La décision intervient au lendemain de la saisine du Conseil constitutionnel par le Premier ministre Mohamed Al Aminou Lo. Selon la Primature, le recours vise à faire constater que certaines dispositions de la proposition de loi relative au régime juridique des crédits spéciaux relèvent du domaine réglementaire et non de celui de la loi.
Une procédure parlementaire mise entre parenthèses
Dans son communiqué, l’Assemblée nationale présente cette suspension comme une décision destinée à préserver le dialogue entre les institutions. Elle estime qu’aucune disposition expresse de la Constitution ou de son Règlement intérieur ne confère automatiquement un effet suspensif au recours introduit devant le Conseil constitutionnel.
Malgré cette lecture, les députés ont choisi de ne pas poursuivre immédiatement l’examen du texte, invoquant la stabilité institutionnelle et la nécessité de préserver « l’élégance républicaine » dans les relations entre les pouvoirs publics.
Sur le plan constitutionnel, l’article 83 prévoit que le Gouvernement peut opposer l’irrecevabilité lorsqu’une proposition ou un amendement ne relève pas du domaine de la loi. En cas de désaccord, le Conseil constitutionnel est appelé à trancher dans les conditions prévues par la Constitution.
Les crédits spéciaux au cœur du désaccord
La proposition de loi n°34/2026 vise à encadrer le régime juridique des crédits spéciaux de l’État. Déposée notamment par les députés Guy Marius Sagna, Mame Diarra Bèye et Alphonse Mané Sambou, elle entend établir un cadre plus précis pour l’utilisation et le contrôle de ces crédits, tout en tenant compte des impératifs de confidentialité liés notamment à la défense, à la sécurité et au renseignement.
Le texte s’inscrit dans une volonté affichée de renforcer le contrôle parlementaire sur les dépenses publiques sensibles. Son examen intervient dans le cadre de la première session extraordinaire de l’Assemblée nationale pour l’exercice 2026-2027.

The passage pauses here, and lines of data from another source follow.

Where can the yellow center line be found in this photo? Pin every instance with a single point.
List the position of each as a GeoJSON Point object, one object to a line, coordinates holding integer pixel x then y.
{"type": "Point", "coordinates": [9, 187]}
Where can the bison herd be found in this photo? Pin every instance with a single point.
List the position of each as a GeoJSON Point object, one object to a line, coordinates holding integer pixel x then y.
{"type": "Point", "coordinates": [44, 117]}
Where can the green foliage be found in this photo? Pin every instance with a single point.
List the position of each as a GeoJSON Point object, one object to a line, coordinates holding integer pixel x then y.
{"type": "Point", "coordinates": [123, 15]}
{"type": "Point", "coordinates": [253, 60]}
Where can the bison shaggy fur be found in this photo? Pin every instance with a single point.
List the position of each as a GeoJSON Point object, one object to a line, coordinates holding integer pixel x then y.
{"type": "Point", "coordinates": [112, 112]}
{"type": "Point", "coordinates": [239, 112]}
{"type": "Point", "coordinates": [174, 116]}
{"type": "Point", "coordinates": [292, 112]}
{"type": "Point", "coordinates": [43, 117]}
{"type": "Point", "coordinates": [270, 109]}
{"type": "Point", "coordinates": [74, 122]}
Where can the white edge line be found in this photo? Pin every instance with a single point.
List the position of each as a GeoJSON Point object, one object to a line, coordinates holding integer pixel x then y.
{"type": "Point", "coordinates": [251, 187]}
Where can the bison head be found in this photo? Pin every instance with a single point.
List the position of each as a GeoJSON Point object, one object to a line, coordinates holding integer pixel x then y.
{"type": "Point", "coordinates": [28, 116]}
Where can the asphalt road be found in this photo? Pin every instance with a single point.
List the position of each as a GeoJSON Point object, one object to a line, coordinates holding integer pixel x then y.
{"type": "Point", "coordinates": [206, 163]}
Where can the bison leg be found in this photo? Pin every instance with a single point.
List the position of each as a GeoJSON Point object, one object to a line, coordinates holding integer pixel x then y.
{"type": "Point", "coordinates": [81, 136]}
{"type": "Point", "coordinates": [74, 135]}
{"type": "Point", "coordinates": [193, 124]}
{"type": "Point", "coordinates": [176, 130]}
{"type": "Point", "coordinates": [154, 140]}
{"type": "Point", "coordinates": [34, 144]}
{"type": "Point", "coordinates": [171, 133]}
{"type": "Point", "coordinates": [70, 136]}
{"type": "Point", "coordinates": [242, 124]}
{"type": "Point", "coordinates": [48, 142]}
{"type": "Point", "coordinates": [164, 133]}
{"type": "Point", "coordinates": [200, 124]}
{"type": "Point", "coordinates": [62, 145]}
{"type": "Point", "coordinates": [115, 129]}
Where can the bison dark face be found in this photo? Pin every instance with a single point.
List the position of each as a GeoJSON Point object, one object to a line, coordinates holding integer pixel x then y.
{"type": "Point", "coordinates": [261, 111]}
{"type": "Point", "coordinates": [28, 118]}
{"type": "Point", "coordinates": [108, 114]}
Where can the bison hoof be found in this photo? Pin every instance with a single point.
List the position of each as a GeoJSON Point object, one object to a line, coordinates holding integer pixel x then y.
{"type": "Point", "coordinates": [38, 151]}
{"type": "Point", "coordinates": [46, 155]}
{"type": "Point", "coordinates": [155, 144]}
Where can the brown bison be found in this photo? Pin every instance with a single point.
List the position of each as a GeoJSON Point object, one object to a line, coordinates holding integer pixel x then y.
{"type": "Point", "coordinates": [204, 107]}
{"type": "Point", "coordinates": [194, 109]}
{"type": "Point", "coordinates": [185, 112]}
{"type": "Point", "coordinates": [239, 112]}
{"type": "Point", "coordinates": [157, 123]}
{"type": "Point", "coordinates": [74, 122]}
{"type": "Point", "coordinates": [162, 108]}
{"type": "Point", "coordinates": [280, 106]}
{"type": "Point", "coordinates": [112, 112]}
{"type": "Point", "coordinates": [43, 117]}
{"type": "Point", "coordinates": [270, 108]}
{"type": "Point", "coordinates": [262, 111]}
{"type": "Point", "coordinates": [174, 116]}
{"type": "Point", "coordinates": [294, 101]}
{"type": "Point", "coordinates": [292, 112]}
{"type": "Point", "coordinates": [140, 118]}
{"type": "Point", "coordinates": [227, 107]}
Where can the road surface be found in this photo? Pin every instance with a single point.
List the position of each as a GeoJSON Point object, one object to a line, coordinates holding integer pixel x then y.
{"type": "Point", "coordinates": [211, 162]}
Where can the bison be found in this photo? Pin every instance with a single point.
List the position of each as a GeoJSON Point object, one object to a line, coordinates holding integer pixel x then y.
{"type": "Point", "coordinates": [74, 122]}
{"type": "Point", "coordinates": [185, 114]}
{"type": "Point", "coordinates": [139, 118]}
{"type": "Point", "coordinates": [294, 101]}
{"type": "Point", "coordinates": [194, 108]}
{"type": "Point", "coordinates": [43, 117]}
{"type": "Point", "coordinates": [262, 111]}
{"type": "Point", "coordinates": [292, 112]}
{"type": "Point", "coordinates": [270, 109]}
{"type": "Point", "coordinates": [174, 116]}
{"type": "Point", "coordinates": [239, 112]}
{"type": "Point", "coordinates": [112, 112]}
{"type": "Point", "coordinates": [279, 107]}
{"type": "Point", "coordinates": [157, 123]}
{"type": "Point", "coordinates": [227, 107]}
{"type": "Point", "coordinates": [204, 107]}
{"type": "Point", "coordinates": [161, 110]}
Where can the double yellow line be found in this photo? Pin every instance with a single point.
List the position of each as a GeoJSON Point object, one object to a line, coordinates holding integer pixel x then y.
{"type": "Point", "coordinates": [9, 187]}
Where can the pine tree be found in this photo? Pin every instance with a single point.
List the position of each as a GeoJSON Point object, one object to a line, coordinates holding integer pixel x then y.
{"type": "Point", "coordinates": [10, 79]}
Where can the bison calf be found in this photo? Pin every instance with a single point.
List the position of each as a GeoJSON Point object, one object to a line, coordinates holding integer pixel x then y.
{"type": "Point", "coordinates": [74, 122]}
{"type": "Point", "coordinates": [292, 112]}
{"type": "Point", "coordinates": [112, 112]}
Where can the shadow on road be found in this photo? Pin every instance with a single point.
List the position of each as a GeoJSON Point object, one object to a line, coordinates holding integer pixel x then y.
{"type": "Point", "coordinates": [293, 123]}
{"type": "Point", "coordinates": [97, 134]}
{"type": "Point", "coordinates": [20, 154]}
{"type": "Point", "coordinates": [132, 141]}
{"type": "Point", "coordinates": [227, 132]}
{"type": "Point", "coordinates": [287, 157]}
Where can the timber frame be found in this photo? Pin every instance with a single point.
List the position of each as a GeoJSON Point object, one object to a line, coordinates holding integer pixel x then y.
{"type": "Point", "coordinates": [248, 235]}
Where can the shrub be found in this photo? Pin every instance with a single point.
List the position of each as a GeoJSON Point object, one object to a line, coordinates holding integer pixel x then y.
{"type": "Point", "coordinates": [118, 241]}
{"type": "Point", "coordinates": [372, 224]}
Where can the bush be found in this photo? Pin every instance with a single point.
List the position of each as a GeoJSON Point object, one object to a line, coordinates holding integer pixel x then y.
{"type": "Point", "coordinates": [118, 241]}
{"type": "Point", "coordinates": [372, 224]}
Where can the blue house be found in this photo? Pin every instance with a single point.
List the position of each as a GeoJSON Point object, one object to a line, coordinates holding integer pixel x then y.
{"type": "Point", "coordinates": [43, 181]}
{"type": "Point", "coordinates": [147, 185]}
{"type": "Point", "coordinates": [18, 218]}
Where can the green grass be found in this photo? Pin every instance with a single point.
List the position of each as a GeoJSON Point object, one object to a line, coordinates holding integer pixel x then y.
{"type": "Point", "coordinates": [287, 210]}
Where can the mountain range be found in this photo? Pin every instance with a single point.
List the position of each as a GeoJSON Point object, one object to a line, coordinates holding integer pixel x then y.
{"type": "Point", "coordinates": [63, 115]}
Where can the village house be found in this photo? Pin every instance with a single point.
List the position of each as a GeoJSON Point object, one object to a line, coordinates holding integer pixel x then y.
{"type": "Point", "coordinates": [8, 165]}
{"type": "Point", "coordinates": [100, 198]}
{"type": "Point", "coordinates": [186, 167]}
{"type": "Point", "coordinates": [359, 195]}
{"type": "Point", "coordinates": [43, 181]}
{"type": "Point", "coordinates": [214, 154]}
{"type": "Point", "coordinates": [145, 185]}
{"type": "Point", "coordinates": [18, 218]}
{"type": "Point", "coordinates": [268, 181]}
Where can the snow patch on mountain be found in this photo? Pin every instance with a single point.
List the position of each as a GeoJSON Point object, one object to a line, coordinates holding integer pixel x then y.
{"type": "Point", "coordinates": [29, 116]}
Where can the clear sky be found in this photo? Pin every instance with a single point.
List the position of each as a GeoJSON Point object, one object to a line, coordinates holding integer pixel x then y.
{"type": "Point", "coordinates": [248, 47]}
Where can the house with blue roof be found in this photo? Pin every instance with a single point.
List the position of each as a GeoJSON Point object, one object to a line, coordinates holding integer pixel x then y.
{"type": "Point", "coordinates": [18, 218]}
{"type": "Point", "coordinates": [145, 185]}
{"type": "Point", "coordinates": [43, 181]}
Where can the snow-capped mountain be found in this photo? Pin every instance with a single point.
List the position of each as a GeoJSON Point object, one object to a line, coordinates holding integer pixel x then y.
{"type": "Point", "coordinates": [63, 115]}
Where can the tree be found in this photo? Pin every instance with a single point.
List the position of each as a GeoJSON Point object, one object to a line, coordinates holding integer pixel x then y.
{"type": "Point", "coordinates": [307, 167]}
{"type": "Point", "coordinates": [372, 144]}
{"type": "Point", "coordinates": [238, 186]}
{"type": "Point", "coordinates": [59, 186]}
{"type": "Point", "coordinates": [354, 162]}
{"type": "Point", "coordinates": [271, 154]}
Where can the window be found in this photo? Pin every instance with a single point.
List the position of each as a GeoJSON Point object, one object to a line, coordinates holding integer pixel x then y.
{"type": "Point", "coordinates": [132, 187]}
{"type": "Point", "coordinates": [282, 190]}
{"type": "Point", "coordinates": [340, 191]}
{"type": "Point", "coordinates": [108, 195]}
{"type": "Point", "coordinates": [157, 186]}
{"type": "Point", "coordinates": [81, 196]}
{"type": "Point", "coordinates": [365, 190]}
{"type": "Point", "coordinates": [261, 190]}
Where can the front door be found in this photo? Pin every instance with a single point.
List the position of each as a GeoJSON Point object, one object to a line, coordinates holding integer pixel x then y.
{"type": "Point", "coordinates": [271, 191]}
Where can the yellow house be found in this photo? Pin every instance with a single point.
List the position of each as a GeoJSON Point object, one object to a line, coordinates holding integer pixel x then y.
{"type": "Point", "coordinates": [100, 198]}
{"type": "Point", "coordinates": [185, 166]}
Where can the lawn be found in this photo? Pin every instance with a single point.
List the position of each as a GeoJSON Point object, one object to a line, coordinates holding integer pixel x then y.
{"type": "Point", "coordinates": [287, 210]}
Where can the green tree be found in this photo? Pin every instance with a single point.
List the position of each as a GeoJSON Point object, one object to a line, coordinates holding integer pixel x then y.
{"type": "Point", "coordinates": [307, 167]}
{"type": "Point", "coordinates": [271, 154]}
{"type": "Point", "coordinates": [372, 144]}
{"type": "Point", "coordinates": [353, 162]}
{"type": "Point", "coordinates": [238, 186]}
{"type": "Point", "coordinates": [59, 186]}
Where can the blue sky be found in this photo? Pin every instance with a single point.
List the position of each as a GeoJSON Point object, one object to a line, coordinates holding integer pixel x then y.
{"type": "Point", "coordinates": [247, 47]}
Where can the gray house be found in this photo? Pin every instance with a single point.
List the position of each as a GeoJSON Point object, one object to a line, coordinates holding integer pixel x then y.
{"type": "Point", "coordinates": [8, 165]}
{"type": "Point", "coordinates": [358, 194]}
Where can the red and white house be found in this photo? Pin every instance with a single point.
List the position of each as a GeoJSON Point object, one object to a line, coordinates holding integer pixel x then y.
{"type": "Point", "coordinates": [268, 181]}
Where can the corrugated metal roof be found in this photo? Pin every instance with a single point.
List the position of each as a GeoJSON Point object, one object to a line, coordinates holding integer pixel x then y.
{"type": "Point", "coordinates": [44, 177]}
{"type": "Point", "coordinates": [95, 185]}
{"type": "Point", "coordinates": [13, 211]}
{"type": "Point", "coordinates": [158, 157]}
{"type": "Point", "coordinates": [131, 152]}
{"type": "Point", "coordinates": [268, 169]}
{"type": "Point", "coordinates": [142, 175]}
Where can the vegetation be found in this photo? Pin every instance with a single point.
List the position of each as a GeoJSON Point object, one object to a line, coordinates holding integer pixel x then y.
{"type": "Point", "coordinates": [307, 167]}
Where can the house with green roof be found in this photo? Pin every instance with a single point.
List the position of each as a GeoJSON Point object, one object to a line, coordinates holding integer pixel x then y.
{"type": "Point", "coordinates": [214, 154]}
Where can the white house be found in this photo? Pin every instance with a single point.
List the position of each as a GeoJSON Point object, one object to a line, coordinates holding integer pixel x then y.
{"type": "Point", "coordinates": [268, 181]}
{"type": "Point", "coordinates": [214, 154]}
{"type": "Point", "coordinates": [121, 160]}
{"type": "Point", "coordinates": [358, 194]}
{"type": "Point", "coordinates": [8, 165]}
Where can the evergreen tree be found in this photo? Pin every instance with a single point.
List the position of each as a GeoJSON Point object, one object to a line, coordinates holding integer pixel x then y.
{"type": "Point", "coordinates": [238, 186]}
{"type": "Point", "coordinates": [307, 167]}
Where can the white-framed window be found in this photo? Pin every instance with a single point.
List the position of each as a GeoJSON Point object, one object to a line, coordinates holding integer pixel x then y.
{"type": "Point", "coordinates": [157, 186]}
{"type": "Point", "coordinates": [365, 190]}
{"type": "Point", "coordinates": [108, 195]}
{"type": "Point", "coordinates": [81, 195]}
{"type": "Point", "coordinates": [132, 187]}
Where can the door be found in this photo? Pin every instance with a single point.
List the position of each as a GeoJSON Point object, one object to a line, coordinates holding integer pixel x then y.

La saisine du Conseil constitutionnel ouvre désormais une séquence juridique déterminante. L’enjeu dépasse ainsi le seul contenu de la proposition de loi : il porte également sur la délimitation des compétences respectives du législateur et du pouvoir réglementaire.
Les autres travaux maintenus
Malgré la suspension de cette plénière, l’Assemblée nationale assure que le reste de son agenda parlementaire demeure inchangé.
Les travaux consacrés à la ratification des propositions de résolution portant création de commissions d’enquête parlementaire sont maintenus. Il en va de même pour l’examen du projet de loi n°25/2026 relatif à la protection des infrastructures d’information critiques et à la sécurité numérique, inscrit au programme du jeudi 20 août.
Ce dernier texte vise notamment à renforcer la protection des systèmes d’information stratégiques et des infrastructures critiques face aux risques liés au cyberespace.
La balle est désormais dans le camp du Conseil constitutionnel. Sa décision permettra de déterminer si les dispositions contestées peuvent poursuivre leur cheminement législatif ou si elles relèvent effectivement du pouvoir réglementaire. En attendant, l’examen des crédits spéciaux est mis en pause, dans un contexte où les rapports entre l’Exécutif et l’Assemblée nationale sont particulièrement scrutés.